小鼠胰腺干细胞饲养层条件下的连续传代培养

背景：胰腺干细胞具有分裂与高度分化潜能的特性，可以在体外进行成功分离和培养，但体外如何对其进行有效扩增是亟待解决的问题。 目的：在胎鼠成纤维细胞饲养层条件下体外传代培养小鼠胰腺干细胞。 设计、时间及地点：细胞学体外观察，于2007-07/2008-01在广西中医学院基础医学院细胞无菌培养室完成。 材料：SPF级新生昆明小鼠20只，孕14 d昆明小鼠多只，均购自广西中医学院实验动物中心。 方法：取SPF级新生昆明小鼠的胰腺组织，Ⅴ型胶原酶消化，未消化完全的组织块自然沉降后，收集上层的含细胞离散液，离心弃上清，加入含角质细胞生长因子、碱性成纤维细胞生长因子的无血清低糖DMEM培养基，在经多聚赖氨酸溶液处理的24孔板中培养。取孕14 d昆明小鼠，剖腹取胎鼠，去除头部及内脏，将躯干及四肢采用组织块胰蛋白酶消化法分离培养成纤维细胞，调整密度为5×108 L-1接种于24孔板中，传至第3代经丝裂霉素适当处理制备饲养层细胞。取原代培养5 d的胰腺干细胞，按30个/cm2密度种入铺有饲养层细胞的孔板中，当胰腺干细胞铺满小孔底部面积的80%时继续传代。 主要观察指标：倒置显微镜下观察细胞形态变化，原代培养48 h对细胞进行碱性磷酸酶染色，通过免疫组织化学染色鉴定胰腺干细胞特异分子标志物巢蛋白的表达。分别于传代后2，3，4，5 d检测碱性磷酸酶、巢蛋白和胰十二指肠同源盒基因1的表达。 结果：原代培养的来源于胰腺组织的细胞中，可见一些大、圆、单个核的细胞，胞浆折光性强，核浆比例大，呈附壁生长，碱性磷酸酶染色呈阳性，表达胰腺干细胞特异性分子标志巢蛋白，且具有活跃的分裂增殖能力。

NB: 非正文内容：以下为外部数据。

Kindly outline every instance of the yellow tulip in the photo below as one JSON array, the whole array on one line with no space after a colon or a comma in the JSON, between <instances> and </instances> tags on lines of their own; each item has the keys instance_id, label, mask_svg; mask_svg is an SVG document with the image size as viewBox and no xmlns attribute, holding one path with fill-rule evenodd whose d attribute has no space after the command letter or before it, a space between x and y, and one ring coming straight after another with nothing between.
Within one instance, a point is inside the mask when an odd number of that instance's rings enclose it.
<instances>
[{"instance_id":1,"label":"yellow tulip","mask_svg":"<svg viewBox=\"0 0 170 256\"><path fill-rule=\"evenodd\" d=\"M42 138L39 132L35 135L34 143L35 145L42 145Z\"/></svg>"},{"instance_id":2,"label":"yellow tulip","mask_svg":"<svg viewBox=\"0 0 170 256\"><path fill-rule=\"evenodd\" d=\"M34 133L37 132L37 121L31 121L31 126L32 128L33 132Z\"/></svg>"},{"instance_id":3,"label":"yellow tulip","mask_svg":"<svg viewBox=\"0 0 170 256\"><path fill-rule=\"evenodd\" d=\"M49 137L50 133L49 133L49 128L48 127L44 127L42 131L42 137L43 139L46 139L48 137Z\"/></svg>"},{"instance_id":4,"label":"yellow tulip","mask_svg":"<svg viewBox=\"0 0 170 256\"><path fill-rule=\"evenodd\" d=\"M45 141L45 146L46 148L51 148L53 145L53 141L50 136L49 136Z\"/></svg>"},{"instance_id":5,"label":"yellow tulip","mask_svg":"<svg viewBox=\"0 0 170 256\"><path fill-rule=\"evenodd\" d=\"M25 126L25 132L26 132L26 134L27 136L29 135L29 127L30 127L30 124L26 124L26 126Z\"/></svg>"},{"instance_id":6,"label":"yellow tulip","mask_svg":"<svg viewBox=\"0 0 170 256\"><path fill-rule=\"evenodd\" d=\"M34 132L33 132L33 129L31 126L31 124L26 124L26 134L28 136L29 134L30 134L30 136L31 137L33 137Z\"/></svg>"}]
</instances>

在小鼠胚胎成纤维细胞饲养层条件下对胰腺干细胞进行体外传代培养，可连续传至第3代，各代胰腺干细胞仍保持大、圆、单个核、核浆比例大及增殖能力强等特性，传代后各时间点碱性磷酸酶、巢蛋白染色均呈阳性，胰十二指肠同源盒基因1蛋白染色呈阴性反应，可保持未分化状态。 结论：以小鼠胚胎成纤维细胞作为饲养层，经丝裂霉素C处理后可分泌供胰腺干细胞生长所需的因子，并抑制胰腺干细胞的自主分化，体外连续传至第3代仍能够保持较好的生长特性、高度增殖能力及未分化状态。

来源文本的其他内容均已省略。